Professor Columbia University New York, NY, United States
Global climate change has led to shifting rainfall patterns and increases in the duration and frequency of drought events impact the growth, mortality, and regeneration of tree species and ultimately determine their distribution ranges. Within a species, variation in hydraulic traits has important consequences for population-level vulnerability to climate change and determines how individual populations respond to drought. In turn, inter- and intra-specific variation of hydraulic traits linked to drought resistance among tree populations will ultimately determine community-level vulnerability to drought and forest composition. However, this topic is poorly understood in particular for tropical forests. Here we have examined how hydraulic traits linked to drought avoidance (high leaf and stem capacitance) and drought tolerance (low leaf turgor loss point, high resistance to embolisms and hydraulic failure), vary along a pronounced rainfall gradient (1,000–4,000 mm mean annual rainfall) across the tropical Caribbean Island of Puerto Rico to address the following questions. How do these traits vary at: 1) the regional level (across the island), 2) forest-level (interspecific), and 3) species-level (intraspecific) across a pronounced rainfall gradient? At six sites across Puerto Rico with distinct mean annual rainfall, we measured hydraulic traits associated with drought avoidance and drought tolerance.

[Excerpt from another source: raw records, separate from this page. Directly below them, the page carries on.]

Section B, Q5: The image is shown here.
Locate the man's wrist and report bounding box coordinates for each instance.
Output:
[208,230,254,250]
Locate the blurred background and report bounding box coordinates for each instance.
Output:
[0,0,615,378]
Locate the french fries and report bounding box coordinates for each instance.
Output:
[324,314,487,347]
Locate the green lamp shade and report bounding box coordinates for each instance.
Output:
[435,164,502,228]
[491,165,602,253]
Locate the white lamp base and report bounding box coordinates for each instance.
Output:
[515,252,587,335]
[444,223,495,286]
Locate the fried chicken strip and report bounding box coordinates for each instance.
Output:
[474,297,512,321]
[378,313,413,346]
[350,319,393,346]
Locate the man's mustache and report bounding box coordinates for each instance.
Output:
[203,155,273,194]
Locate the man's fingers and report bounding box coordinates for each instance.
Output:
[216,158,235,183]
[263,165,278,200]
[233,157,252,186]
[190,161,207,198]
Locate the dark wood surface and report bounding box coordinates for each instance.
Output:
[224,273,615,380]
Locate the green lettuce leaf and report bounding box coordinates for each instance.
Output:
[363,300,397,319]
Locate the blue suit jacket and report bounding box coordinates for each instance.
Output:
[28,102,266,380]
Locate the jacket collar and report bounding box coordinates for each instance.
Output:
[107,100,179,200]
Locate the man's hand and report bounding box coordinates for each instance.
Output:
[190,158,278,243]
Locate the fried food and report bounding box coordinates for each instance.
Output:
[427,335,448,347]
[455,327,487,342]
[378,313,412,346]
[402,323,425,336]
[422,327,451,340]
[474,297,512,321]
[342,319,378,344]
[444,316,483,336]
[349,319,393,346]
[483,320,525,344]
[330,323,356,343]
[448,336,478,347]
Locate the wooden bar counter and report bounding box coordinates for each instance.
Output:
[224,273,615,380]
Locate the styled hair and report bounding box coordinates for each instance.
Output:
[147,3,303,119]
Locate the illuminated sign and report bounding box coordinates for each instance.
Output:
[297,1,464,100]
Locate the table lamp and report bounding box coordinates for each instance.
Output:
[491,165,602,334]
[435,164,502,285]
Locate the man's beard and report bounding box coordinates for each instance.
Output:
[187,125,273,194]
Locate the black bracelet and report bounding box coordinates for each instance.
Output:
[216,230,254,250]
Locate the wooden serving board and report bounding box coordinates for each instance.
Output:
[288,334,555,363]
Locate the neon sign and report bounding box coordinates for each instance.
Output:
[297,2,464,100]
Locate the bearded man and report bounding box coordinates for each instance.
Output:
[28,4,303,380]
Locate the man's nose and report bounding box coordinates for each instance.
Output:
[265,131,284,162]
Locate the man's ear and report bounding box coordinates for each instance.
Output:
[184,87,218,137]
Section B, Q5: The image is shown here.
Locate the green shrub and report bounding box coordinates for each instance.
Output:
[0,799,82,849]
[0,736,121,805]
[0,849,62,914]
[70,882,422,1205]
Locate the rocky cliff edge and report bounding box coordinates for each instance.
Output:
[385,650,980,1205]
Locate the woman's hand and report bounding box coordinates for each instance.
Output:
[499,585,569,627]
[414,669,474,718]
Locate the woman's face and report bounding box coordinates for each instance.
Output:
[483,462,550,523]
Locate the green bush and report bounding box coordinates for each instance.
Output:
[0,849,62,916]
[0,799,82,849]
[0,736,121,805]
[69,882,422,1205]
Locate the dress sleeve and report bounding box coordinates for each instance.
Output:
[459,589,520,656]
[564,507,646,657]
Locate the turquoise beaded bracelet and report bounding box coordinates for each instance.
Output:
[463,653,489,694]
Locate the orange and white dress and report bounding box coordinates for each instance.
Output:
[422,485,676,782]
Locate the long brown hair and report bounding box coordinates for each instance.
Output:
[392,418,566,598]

We measured a total 283 trees belonging to 20 different species. Across a declining rainfall gradient in the six forest plots, we found an overall decrease in stem capacitance (R2=0.14, p<0.001), P50,leaf (R2=0.22, p<0.001) and P50,stem (R2=0.17, p<0.001), increase in HSMleaf (R2=0.19, p<0.001) and HSMstem (R2=0.12, p<0.001), and no difference in Cft,leaf and Ψtlp. We also found evidence of intraspecific hydraulic variation, with individuals in the drier sites having more negative P50 values and higher HSMs. We conclude that: 1) There is an association of higher drought tolerance (higher embolism resistance and larger HSMs) with a decrease in rainfall and of higher drought avoidance (higher stem capacitance) with an increase in rainfall across Puerto Rico; 2) at the plot level, forests in the drier locations have traits associated with greater drought tolerance and forests at the wetter locations have traits associated with higher drought avoidance; 3) intraspecific variation in embolism resistance and HSMs does exist in some species, in particular, the species that grow across forests with the biggest range in rainfall.